In response to the hon. Member for Kilmarnock and Loudoun (Alan Brown), our objection to the amendments is the delay that they will cause. We want to ensure that people can go about their daily lives. The right hon. Member for Hayes and Harlington (John McDonnell) raised some points about reasonable steps. Unions will not somehow have to compel people to go to work; we are asking them to undertake reasonable steps to ensure that people comply with a work notice. In fact, we were willing to set out in the Bill what those reasonable steps would be, but the right hon. Gentleman’s counterparts in the other place rejected such measures.
The hon. Member for Leeds East (Richard Burgon) talked about the independence of unions; of course we respect that. It is true that if a union fails to take reasonable steps, the strike would be unprotected, as it would if the trade union failed to meet other existing requirements in the Trade Union and Labour Relations (Consolidation) Act 1992, such as balancing requirements. This is not a departure from the existing position.
The Minister keeps talking about wrecking amendments, but how is obliging an employer to ensure that an employee has received a work notice a wrecking amendment?

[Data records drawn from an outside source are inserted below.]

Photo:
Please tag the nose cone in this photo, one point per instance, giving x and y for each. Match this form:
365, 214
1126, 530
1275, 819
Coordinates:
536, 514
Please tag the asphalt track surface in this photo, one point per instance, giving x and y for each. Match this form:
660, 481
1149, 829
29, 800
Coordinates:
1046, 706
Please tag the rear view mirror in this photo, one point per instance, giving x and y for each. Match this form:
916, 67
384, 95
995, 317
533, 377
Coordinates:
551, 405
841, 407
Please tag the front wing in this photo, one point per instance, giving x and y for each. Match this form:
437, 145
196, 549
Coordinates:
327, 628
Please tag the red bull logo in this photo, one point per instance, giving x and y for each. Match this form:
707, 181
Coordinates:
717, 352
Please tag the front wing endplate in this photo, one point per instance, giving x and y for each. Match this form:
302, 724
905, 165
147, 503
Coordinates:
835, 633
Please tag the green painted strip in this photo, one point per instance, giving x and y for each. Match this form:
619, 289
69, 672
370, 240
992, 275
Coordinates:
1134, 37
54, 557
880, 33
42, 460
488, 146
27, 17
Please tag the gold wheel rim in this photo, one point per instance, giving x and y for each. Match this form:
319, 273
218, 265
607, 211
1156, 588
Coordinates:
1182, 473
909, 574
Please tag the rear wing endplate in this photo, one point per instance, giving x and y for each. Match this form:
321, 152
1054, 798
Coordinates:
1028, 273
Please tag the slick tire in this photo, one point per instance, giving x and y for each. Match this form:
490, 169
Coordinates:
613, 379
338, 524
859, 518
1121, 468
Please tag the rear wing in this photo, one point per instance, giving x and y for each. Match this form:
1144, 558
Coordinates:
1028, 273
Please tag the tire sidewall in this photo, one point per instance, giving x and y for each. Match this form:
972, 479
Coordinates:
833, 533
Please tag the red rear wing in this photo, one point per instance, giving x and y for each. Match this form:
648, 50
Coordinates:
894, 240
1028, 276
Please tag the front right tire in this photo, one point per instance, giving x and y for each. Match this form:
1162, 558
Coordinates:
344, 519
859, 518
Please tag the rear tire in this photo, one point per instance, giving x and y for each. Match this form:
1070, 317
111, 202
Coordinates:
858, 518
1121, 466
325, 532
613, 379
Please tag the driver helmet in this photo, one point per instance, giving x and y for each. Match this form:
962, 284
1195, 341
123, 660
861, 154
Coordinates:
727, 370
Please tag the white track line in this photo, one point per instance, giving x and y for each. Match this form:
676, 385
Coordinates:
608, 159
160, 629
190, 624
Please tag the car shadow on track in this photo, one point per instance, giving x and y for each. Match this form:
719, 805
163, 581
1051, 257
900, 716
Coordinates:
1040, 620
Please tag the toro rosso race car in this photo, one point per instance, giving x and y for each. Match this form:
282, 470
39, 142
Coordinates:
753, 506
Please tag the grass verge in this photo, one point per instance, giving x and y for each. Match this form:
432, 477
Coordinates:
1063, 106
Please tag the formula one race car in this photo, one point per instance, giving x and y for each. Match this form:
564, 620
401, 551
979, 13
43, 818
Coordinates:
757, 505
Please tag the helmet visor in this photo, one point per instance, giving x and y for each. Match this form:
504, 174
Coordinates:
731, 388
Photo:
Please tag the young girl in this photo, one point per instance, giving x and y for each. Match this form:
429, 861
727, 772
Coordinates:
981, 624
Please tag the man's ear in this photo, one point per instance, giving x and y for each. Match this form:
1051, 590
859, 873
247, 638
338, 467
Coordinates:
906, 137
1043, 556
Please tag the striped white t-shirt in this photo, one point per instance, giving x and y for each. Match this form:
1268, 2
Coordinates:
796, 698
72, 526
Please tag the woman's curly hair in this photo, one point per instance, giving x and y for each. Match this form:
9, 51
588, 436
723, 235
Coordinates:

I draw the hon. Gentleman’s attention to other points in Lords amendment 4B: proposed new section 234CA(4) of the 1992 Act is a wrecking amendment because it says there is no contractual obligation for someone to comply with a work notice. That drives a coach and horses through the Bill.
The hon. Member for Glasgow South West (Chris Stephens) talked about how other jurisdictions deal with requiring people to go to work under a work notice. He may be aware that in France, people can be subject to criminal charges if they do not comply with a work notice. These are proportionate measures. We must make the view of the elected House as clear as possible, and avoid any further delay to fulfilling our duty to protect the lives and livelihoods of those we represent.
Question put, That this House disagrees with Lords amendment 2B.